Comme on l'a vu dans cette étude, révolution technique du saut en hauteur, jusqu'en 1956 environ, résida essentiellement dans une lutte pour l'amélioration du mode de franchissement. Amélioration voulue et recherchée par les athlètes et entraîneurs, mais que le règlement ne permettait pas. Les modifications successives de ce dernier permirent un franchissement plus économique de la barre ; l'amélioration technique qui en résulta constitua un progrès du point de vue mécanique.

C'est ainsi que, dans une première période, s'est opérée l'évolution du saut de côté " en ciseau ", dit encore : " à l'américaine ", vers le " retournement intérieur ". Pour mémoire, indiquons que la pratique du saut " en extension dorsale " - dos face à la barre - que pratiquait l'Américain Page, recordman de 1887 à 1895 (1 m 93), remise à l'honneur par quelques athlètes européens entre les deux guerres, dont le Français Ménard, 3ème aux Jeux Olympiques de 1928 avec 1 m 91, fut abandonnée définitivement pour son manque d'efficacité, tout comme le " retournement à l'intérieur ".

C'est vers 1910 que l'Américain Horine créa le " western roal " ou " rouleau costal ", lequel fut longtemps considéré comme un saut truqué, non conforme au règlement. Pendant une vingtaine d'années, il y eut de fréquentes contestations sur la valeur des sauts réalisés par les pratiquants du " rouleau costal ". D'autre part, durant les Jeux Olympiques de Paris, en 1924, on reprocha à Osborne, vainqueur " costal ", de bloquer la barre entre les taquets et les poteaux à l'aide du bras pour l'empêcher de tomber. Pour ne pas permettre ce truquage, le règlement fut modifié en ce qui concerne la position des taquets, lesquels furent placés à l'intérieur des poteaux.

Mais à cette époque (vers 1925), les contestations continuaient car le rouleau costal ne correspondait pas à la définition du " saut correct " par le règlement. En effet, ce règlement disait :

" Un saut correct est celui pendant lequel la tête du concurrent ne passe pas au-dessus de la barre avant les pieds, et n'est pas au dessous des glissières-supports (taquets) pendant le franchissement de la barre par tout le corps. Aucun saut périlleux ou plongeant au-dessus de la barre n'est permis. "
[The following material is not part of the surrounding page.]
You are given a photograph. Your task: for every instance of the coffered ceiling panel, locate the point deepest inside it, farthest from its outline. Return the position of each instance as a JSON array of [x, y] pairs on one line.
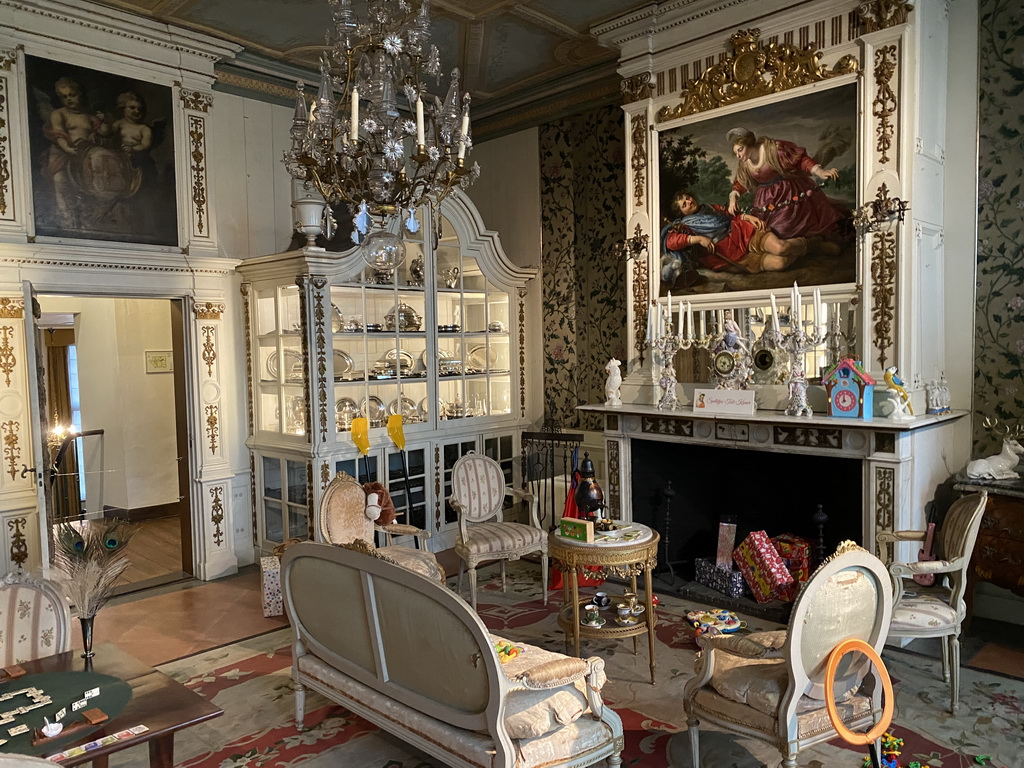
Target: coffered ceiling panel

Or, ni le saut " costal " ni, a fortiori, le " ventral " apparu en 1936 aux Jeux Olympiques de Berlin avec Albritton, ne correspondaient à la définition que nous venons de rappeler ci-dessus, cependant modifiée, non plus même qu'à la réglementation en vigueur il y a environ trente ans, qui stipulait :

" Aucun saut plongeant ou saut périlleux au-dessus de la barre n'est admis ; le concurrent devra prendre son appel d'un seul pied. "

Pourquoi ? Parce que dans le ventral (photo ci-contre), la tendance à " plonger " est une des caractéristiques qui lui confère économie et efficacité.

Depuis lors, le règlement - qui, comme nous l'avons dit, s'opposait au progrès - a été extrêmement simplifié en ce qui concerne le franchissement de la barre, puisqu'il stipule : " Les concurrents devront prendre leur appel sur un seul pied ", ce qui laisse beaucoup de liberté à l'athlète.

Bien entendu, en dehors de cette controverse parfois passionnée sur les modes de franchissement, leur régularité et leur efficacité, il y eut des recherches et des précisions apportées par des athlètes et des entraîneurs, à la longueur, au rythme et à la précision de la course d'élan.

De même qu'une grande importance fut donnée à la " concentration " de l'athlète avant le saut.

Mais ce n'est qu'avec l'école soviétique que, depuis bientôt dix ans, l'accent a été mis, que de nets progrès ont été apportés à une autre phase de saut, essentielle, l'ELAN-IMPULSION.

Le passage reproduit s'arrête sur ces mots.